Sovetish Heymland
- Type: Monthly newspaper
- Publisher: Aron Vergelis
- Founded: 1961
- Language: Yiddish
- Ceased publication: 1991
- Country: Soviet Union

= Sovetish Heymland =

Yiddish-language literary magazine, 1961–1991

Sovetish Heymland (Yiddish סאָוועטיש היימלאַנד - "Soviet Homeland") was a Yiddish-language literary magazine published by poet and controversial figure (for his participation in the Soviet official "anti-Zionist" campaign) Aron Vergelis in Moscow as a bi-monthly from 1961 to 1965, then as a monthly until 1991. With the dissolution of the Soviet Union, the journal no longer received state support. In the early 1960s, Sovetish Heymland had a circulation of 25,000, the highest ever circulation for a Yiddish-language periodical. The circulation fell to 16,000 in 1966; to 10,000 in 1971; to 7,000 in 1978; and to 5,000 in 1985. Although the journal's circulation had fallen dramatically, donations solicited from the United States, France and Argentina in the early 1990s enabled Vergelis to continue publishing the journal under the name Di Yidishe Gas (Yiddish די יידישע גאַס - "The Jewish Street") from 1993 until his death in July 1999.

Sovetish Heymland was developed in the period after the death of Joseph Stalin in 1953 as a forum for those Yiddish writers who had survived the repressions of Soviet Yiddish which had occurred in the late 1940s and early 1950s. The title referred back to the Moscow-based Yiddish literary periodicals Sovetish (1934–1941) and Heymland (1947–1948), indicating a continuity of Yiddish literary output. In addition to being the official Yiddish periodical of the Union of Soviet Writers, one of the main aims of the journal was to disseminate Soviet propaganda among Yiddish-speaking Jewish Communists in the United States, Canada, and elsewhere. In addition, the publication of a highly literary Yiddish-language journal was meant to show that Yiddish and Yiddish cultural institutions were not disappearing, but that there was in fact a Yiddish revival occurring in the Soviet Union, and that Sovetish Heymland in particular was taking the lead in maintaining Yiddish culture. As part of this propaganda, Vergelis published numerous anti-Zionist and anti-Israel articles. Vergelis' controversial reputation as a tool of Leonid Brezhnev and the Communist government is based largely on these articles, as well as several articles attacking his critics from outside the Soviet Union. In addition, the fact that Sovetish Heymland was authorized by the government indicated to some that Vergelis was merely a mouthpiece for Soviet propaganda.

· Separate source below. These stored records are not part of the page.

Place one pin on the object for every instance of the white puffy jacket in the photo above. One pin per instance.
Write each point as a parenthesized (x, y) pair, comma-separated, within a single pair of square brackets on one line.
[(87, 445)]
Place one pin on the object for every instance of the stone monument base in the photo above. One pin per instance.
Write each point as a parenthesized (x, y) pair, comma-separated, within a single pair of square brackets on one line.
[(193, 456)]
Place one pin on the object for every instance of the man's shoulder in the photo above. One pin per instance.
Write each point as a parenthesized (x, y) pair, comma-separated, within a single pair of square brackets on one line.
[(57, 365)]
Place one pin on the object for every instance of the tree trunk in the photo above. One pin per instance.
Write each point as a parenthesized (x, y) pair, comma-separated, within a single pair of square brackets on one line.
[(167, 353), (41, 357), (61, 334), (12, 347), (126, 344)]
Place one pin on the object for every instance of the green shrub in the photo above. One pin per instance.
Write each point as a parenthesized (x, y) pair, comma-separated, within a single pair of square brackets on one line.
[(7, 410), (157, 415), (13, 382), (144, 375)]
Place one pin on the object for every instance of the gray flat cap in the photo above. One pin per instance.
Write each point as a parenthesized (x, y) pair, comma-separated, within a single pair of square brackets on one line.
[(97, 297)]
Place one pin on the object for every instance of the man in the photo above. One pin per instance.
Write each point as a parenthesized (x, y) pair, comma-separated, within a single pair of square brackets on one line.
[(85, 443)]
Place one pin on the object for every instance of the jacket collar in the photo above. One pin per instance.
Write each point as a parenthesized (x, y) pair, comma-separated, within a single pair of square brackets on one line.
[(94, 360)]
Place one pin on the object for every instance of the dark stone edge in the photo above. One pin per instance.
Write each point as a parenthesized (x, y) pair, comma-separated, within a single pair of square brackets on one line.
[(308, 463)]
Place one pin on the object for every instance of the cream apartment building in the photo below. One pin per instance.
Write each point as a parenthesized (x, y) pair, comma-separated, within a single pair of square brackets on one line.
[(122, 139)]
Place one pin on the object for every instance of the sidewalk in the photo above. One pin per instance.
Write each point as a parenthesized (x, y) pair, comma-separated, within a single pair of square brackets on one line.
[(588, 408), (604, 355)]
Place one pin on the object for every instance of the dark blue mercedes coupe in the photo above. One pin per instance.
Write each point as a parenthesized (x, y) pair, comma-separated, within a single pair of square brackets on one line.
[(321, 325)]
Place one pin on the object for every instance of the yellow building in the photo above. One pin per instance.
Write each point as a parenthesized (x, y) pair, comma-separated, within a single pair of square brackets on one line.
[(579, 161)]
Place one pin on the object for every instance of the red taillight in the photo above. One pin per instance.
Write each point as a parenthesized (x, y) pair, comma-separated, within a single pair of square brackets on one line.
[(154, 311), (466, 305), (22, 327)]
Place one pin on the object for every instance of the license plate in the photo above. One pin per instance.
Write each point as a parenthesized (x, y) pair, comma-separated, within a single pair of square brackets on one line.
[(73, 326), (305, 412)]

In addition to literary articles, the journal published materials on Jewish folklore, history, language and literature in Yiddish, the magazine also collected biographical and bibliographical material about Jewish writers. In the 25th anniversary issue of Sovetish Heymland in August 1986, Vergelis announced that the journal had published 76 novels, 109 novellas, 1,478 short stories, 6,680 poems, and 1,628 articles dealing with literary
criticism and the arts. It was also one of the few periodicals to encourage the younger generation of Soviet Yiddish writers. As the only Yiddish-language journal that was officially allowed by the Soviet authorities from the 1960s through the 1980s, Sovetish Heymland, under the editorship of Vergelis, was connected with almost all of the period's cultural output. Vergelis became an "unofficial censor of all Yiddish-language literature and the chief Central Committee consultant on matters relating to Soviet Jews."

In May 2024, it was announced every issue of Sovetish heymland will be fully digitized.